42ᵉ édition du Gaume Jazz Festival.
Retour sur les coups de cœur de l’édition.

Le Gaume Jazz Festival est sans conteste notre « madeleine de Proust » des festivals de jazz de l’été !
On trépigne d’impatience à l’idée de prendre la route vers le charmant village de Rossignol et de replonger dans une nouvelle programmation. Pour cela, nous faisons entièrement confiance à Jean-Pierre Bissot, directeur du festival, et à son équipe qui, à chaque édition, nous proposent une affiche alliant découvertes et valeurs sûres du jazz belge et européen.
Cette 42ᵉ édition du Gaume Jazz Festival ne déroge pas à la règle !
Trois jours intenses avec pas moins de 20 concerts sur 5 scènes disséminées dans le parc du village, ainsi que dans l’église toute proche. Impossible, bien sûr, de parler de chaque concert : voici donc quelques-uns de nos coups de cœur, tout à fait subjectifs !

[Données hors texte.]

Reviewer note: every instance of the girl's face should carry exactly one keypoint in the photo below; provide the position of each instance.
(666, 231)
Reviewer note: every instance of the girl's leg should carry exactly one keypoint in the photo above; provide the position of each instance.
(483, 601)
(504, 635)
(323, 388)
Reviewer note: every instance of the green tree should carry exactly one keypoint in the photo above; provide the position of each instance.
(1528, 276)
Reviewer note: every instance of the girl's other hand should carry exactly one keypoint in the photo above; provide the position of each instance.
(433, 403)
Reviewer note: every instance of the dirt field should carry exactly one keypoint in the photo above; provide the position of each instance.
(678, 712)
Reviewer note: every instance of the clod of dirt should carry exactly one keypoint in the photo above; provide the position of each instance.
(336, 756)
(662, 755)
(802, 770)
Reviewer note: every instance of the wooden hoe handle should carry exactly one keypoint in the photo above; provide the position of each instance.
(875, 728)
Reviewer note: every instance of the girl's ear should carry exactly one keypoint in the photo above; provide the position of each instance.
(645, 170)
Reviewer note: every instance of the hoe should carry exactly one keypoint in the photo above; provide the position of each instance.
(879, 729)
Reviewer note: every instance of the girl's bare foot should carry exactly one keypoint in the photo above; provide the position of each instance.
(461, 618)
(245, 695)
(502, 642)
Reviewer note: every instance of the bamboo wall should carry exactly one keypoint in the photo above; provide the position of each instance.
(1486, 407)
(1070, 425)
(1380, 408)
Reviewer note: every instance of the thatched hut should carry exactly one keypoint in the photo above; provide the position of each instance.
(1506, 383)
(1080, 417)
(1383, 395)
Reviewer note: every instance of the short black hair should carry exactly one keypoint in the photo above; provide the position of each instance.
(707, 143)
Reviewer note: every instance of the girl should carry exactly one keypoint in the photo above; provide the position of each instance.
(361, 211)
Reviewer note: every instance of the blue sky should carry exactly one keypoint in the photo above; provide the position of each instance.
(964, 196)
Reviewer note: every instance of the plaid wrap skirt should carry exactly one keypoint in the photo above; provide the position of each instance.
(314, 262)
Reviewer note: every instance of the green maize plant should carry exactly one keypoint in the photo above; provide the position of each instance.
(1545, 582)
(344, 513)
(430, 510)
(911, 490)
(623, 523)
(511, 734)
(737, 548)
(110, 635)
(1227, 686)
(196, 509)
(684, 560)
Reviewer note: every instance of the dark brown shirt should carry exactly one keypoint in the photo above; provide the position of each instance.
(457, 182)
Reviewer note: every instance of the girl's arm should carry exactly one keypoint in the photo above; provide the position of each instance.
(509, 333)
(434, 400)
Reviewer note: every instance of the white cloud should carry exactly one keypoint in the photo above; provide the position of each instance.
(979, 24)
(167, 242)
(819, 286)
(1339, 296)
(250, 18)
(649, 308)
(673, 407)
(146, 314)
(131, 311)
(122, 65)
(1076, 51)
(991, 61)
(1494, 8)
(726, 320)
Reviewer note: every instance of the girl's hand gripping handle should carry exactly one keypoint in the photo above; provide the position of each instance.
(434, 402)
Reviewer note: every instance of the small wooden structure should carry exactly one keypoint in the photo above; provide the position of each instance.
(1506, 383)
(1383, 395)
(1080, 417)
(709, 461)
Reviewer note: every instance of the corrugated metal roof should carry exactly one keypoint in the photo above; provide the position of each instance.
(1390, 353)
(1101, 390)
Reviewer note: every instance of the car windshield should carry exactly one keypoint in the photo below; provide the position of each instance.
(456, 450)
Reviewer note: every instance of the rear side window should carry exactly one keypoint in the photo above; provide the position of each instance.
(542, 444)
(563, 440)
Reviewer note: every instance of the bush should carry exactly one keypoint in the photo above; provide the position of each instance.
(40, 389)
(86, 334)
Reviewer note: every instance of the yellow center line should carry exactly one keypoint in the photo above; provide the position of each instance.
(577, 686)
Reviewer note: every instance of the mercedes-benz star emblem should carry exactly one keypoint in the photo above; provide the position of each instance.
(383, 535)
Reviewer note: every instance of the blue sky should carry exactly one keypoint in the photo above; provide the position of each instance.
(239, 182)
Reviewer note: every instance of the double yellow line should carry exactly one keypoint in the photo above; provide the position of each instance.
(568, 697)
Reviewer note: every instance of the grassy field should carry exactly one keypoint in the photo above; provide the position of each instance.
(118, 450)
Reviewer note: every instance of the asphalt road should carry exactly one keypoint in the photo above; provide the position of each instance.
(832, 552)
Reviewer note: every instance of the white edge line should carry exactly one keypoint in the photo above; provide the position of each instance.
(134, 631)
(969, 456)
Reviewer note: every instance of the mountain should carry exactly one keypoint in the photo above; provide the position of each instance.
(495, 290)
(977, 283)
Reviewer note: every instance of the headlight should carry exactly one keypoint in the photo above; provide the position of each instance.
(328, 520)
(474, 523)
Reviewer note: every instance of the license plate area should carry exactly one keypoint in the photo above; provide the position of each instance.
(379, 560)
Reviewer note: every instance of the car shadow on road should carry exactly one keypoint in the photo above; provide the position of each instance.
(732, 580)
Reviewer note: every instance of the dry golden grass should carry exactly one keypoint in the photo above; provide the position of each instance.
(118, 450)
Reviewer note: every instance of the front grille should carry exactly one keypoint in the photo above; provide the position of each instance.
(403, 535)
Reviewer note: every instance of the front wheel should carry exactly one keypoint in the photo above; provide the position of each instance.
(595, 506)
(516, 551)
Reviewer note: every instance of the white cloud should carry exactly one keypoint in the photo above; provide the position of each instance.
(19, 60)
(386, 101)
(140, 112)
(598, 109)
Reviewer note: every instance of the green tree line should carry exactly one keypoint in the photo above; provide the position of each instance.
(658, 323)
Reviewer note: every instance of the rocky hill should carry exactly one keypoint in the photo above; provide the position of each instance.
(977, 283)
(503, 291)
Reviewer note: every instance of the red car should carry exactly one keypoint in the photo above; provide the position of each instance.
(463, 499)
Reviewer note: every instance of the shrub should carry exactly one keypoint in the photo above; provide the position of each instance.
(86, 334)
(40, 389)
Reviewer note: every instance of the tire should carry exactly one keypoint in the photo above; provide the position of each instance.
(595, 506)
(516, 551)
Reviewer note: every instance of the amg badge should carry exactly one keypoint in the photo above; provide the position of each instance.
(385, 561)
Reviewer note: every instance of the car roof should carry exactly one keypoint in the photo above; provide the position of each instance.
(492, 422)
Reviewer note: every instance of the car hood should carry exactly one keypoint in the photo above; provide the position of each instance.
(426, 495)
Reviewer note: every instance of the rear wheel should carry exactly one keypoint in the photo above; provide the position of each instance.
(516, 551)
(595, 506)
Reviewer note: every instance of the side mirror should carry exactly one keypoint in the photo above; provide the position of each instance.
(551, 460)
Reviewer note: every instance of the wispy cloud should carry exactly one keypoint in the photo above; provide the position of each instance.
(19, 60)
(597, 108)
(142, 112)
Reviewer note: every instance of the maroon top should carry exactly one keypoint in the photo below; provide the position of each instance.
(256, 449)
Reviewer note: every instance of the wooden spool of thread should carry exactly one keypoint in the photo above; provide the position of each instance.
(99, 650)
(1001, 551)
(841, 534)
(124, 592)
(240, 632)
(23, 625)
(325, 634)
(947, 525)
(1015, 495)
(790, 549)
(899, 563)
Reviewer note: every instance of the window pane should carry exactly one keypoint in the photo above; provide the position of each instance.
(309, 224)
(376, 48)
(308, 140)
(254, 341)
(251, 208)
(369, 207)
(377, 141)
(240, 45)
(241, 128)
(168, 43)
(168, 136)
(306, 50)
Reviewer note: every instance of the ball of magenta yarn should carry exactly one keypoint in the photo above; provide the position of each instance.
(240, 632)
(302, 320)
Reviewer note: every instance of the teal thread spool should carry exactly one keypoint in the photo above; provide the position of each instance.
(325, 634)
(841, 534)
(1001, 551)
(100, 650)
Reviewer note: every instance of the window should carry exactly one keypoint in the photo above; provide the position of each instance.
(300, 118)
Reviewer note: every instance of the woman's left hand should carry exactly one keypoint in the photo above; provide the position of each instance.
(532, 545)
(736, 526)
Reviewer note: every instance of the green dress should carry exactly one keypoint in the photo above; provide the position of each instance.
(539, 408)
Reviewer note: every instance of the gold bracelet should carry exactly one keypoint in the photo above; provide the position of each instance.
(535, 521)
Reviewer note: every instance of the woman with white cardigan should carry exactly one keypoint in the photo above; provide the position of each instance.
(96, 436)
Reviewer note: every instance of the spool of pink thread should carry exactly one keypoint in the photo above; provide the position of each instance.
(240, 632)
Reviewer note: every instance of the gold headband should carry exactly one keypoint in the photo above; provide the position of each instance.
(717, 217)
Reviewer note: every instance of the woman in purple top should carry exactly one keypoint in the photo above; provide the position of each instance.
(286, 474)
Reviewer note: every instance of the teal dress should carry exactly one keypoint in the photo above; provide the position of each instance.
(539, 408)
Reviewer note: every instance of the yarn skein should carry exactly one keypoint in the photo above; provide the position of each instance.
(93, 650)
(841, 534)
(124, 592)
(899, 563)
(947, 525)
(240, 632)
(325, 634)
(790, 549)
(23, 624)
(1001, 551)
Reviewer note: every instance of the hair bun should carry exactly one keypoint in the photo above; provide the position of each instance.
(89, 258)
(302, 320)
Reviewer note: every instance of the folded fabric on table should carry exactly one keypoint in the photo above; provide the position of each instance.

La tête d’affiche du festival est ce magnifique projet « New Sketches of Spain » du talentueux duo composé du chanteur et saxophoniste Antonio Lizana et du trompettiste Éric Truffaz.
Un hommage à Miles Davis et à son album « Sketches of Spain » sorti en 1960. Une relecture très libre, où l’improvisation conserve une grande place.
Le flamenco est encore plus présent, avec les chants andalous d’Antonio Lizana et les danses énergiques d’Ana Perez ! Un vrai dialogue s’installe entre le chant, les claquettes et le jeu tout en chaleur et en intensité de la trompette d’Éric Truffaz. On passe de morceaux plus intimistes à des envolées festives et intenses. Le jazz et le flamenco se croisent et s’entrecroisent pour nous faire vivre un moment suspendu qui captive et enflamme le public !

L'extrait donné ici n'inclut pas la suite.